OSIRIS-REx, short for Origins Spectral Interpretation Resource Identification Security-Regolith Explorer, is rapidly approaching Earth and the end of its original mission. On the morning or Sunday, Sept. 24, the spacecraft will release a Sample Return Capsule — or SRC — into our atmosphere over the California coast, which, if all goes as planned, will hurtle east towards the Utah Test and Training Range range near the Army’s Dugway Proving Grounds.

A team from Lockheed Martin, which built and designed the spacecraft, is slated to retrieve the SRC, providing NASA with what they think will be about an 8-ounce sample of Bennu — and, potentially, clues to the origins of our universe.

But OSIRIS isn’t done exploring yet, and will set its sights on a new mission, using its suite of visual sensors to study the asteroid Apophis, which is expected to travel close to Earth in 2029, according to NASA. The new mission, OSIRIS-APEX — for Apophis Explorer — will be the latest in a decades-long tradition of the Cache Valley-based laboratory contributing to the United States’ exploration of the universe.

Utah State’s history in space

Officially founded by Baker in 1982, SDL scientists and engineers have been working on space programs and sensor systems for decades longer.

According to the laboratory, Utah State scientists and engineers first became involved with space and rocketry experimentation at the end of World War II, and have worked on military imagery and intelligence systems, unmanned aircraft systems (UAS) and counter-UAS programs, and satellite technology for decades now.

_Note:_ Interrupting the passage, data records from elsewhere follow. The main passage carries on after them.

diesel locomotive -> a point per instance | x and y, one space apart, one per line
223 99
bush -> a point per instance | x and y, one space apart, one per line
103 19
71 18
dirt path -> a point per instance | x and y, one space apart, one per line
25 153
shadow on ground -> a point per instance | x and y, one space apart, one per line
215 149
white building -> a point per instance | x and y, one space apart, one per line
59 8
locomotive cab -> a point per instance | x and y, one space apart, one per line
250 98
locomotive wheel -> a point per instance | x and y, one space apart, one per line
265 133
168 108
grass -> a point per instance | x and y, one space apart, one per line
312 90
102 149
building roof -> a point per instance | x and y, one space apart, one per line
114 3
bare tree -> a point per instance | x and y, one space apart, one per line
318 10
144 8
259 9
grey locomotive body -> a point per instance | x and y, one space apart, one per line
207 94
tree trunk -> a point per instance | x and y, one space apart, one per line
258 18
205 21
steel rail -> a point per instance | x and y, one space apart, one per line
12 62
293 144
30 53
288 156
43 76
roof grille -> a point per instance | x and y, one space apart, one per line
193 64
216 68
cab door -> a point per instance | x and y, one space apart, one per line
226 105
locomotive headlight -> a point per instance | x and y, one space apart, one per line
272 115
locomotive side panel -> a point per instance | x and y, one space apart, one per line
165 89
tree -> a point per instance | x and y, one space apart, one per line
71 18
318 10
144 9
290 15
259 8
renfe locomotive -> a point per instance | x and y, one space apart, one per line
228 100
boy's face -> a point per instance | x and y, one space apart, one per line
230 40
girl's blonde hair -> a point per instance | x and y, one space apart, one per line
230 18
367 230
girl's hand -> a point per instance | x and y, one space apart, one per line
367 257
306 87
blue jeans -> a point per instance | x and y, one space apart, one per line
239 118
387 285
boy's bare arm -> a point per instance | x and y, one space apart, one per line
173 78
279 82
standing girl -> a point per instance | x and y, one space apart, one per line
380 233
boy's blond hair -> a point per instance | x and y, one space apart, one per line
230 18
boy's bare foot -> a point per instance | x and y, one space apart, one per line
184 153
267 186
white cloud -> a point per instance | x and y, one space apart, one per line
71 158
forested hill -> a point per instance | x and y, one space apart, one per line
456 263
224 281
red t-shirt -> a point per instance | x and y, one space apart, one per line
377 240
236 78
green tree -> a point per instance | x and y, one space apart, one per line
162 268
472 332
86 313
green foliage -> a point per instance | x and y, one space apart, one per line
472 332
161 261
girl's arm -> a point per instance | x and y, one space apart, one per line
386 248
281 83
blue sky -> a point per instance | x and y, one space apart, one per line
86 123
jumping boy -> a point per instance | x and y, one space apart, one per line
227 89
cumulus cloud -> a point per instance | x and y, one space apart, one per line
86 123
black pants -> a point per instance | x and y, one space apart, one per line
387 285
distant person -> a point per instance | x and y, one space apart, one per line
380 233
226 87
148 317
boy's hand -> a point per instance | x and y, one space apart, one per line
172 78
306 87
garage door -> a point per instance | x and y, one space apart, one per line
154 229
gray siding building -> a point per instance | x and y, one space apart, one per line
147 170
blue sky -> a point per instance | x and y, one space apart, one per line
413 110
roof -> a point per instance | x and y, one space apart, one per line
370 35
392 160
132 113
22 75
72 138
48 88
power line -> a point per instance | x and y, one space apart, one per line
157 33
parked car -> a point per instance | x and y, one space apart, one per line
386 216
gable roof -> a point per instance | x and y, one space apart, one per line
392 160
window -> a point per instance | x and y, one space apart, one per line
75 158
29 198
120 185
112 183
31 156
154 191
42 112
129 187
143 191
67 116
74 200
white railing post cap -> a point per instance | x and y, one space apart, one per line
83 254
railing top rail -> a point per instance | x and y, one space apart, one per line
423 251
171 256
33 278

In 1996, SDL became a University Affiliated Research Center [UARC] for the Department of Defense, formalizing Utah State’s partnership with the federal government.

“DoD’s long-term strategic relationship with UARCs requires them to provide and maintain advanced and sophisticated engineering, research, and/or development capabilities essential to the Department’s mission and operations,” the Defense Department said on its website of its university research relationships.

(Leah Hogsten | The Salt Lake Tribune) Dr. Jed J. Hancock, president of Space Dynamics Laboratory, Thursday, August 17, 2023.

Hancock, at the helm of the laboratory since 2021, spoke proudly of the research and development conducted by SDL.

”Over all these years, we’ve been able to deliver on our promises to our mission partners, which includes NASA and the Department of Defense,” he said. “Our goal is to protect our nation, but also to ensure that we’re part of the most daring scientific discoveries.”

Later this fall, members of SDL will travel to Kennedy Space Center at Cape Canaveral to watch the launch of a new telescope that, from the International Space Station, will aim to produce the first map of the momentum and energy — or " space weather” — between the Earth’s atmosphere and outer space, he said.

“The mission operations will be led right here from SDL, and the science operations will be done at Utah State,” Hancock said of the projected two-year-long mission.

While space exploration may be synonymous with the Kennedy and Johnson space centers in Florida and Texas, Utah’s frontier may also be in the stars.